If an important part of conservation is helping departing insureds to keep their coverage through a non-payroll remittance mechanism — then the key question is, “How do we improve our (typically) 5 percent conversion rate?” The most important step is to use a carrier’s conversion program as one of your criteria in selecting a carrier in the first place. How good is their program?
How do they research their process and its effectiveness? Unless you work with one of very few carriers, you’ll find that most insurance companies do very little to encourage conversion. They probably supply the plan administrator with some brochures and forms and hope for the best.
You can bet that, within a few months, the brochures and forms have been “filed” away and little is done by anyone to help departing employees keep the coverage they need and have been paying for. In many cases, it’ll be up to you to help the carrier understand what needs to be done. And only pressure from you and your peers will get them to do it.
The heart of any program is proactive contact. Reaching out to them — by mail, email, or by an outbound call center — is by far the most effective approach. Here are some of the keys to an effective program:
Let the employee know, as soon as possible after dropping from the list bill, that they have an expiring right. Get the employee to listen to the presentation, and then offer them a simple solution.
Focus on the product and the reasons the employee bought it in the first place. It’s a needs-based resell and can be accomplished in a paragraph or two. Keep in mind there are different motivations underlying consumer interest in retaining the coverage. Some people respond best to emotional appeals involving caring for family, testimonials, etc., while others are more open to analytical appeals regarding original age-based rates or guaranteed issue.

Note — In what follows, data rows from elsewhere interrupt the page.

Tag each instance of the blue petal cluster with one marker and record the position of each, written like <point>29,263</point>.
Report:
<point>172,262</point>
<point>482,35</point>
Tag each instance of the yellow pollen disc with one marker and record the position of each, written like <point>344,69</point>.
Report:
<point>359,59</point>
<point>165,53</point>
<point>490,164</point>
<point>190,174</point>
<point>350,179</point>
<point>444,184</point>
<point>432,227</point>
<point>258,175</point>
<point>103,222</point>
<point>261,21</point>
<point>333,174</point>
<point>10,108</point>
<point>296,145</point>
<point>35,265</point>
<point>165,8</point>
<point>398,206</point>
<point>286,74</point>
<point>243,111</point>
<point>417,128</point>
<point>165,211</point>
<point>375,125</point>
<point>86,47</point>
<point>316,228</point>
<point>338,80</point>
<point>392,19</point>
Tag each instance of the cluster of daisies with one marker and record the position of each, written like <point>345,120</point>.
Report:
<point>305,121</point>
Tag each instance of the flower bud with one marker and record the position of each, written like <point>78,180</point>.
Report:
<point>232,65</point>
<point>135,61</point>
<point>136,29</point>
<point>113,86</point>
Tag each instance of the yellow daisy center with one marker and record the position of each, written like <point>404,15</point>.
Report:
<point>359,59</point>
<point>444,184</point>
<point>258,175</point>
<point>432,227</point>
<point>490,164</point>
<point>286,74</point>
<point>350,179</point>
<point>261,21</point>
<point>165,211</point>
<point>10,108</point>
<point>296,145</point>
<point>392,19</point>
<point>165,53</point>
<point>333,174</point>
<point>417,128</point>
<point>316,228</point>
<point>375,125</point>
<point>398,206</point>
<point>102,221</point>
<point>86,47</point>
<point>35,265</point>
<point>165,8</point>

End the presentation with a simple, quick option for continuing the coverage, typically putting the premium payment on an ACH or credit card basis.
The only “don’t” is obvious: Don’t rely on the account’s plan administrator to control how many departing customers you lose. They are busy people and this may not seem like an important business activity. After all, those employees are leaving.
Carriers who have built these processes into their package have found them to be rewarding in several respects. First, the carriers — and you — get to retain a very large block of business, thereby boosting the net impact of their new sales efforts (it’s not just replacing lost business).
Second, most of the business is seasoned, and much of the acquisition cost has already been incurred. Third, the rescued business performs much better, adding better risks to an otherwise subpar pool. Also, their package is enhanced, attracting savvy brokers, and, they’re doing the “right” thing.
The best approach isn’t to set up your own process, but to lobby your carrier (or TPA) to set up a conversion system as a basic part of their offering package. Do the right thing and demand excellence from your carrier partners.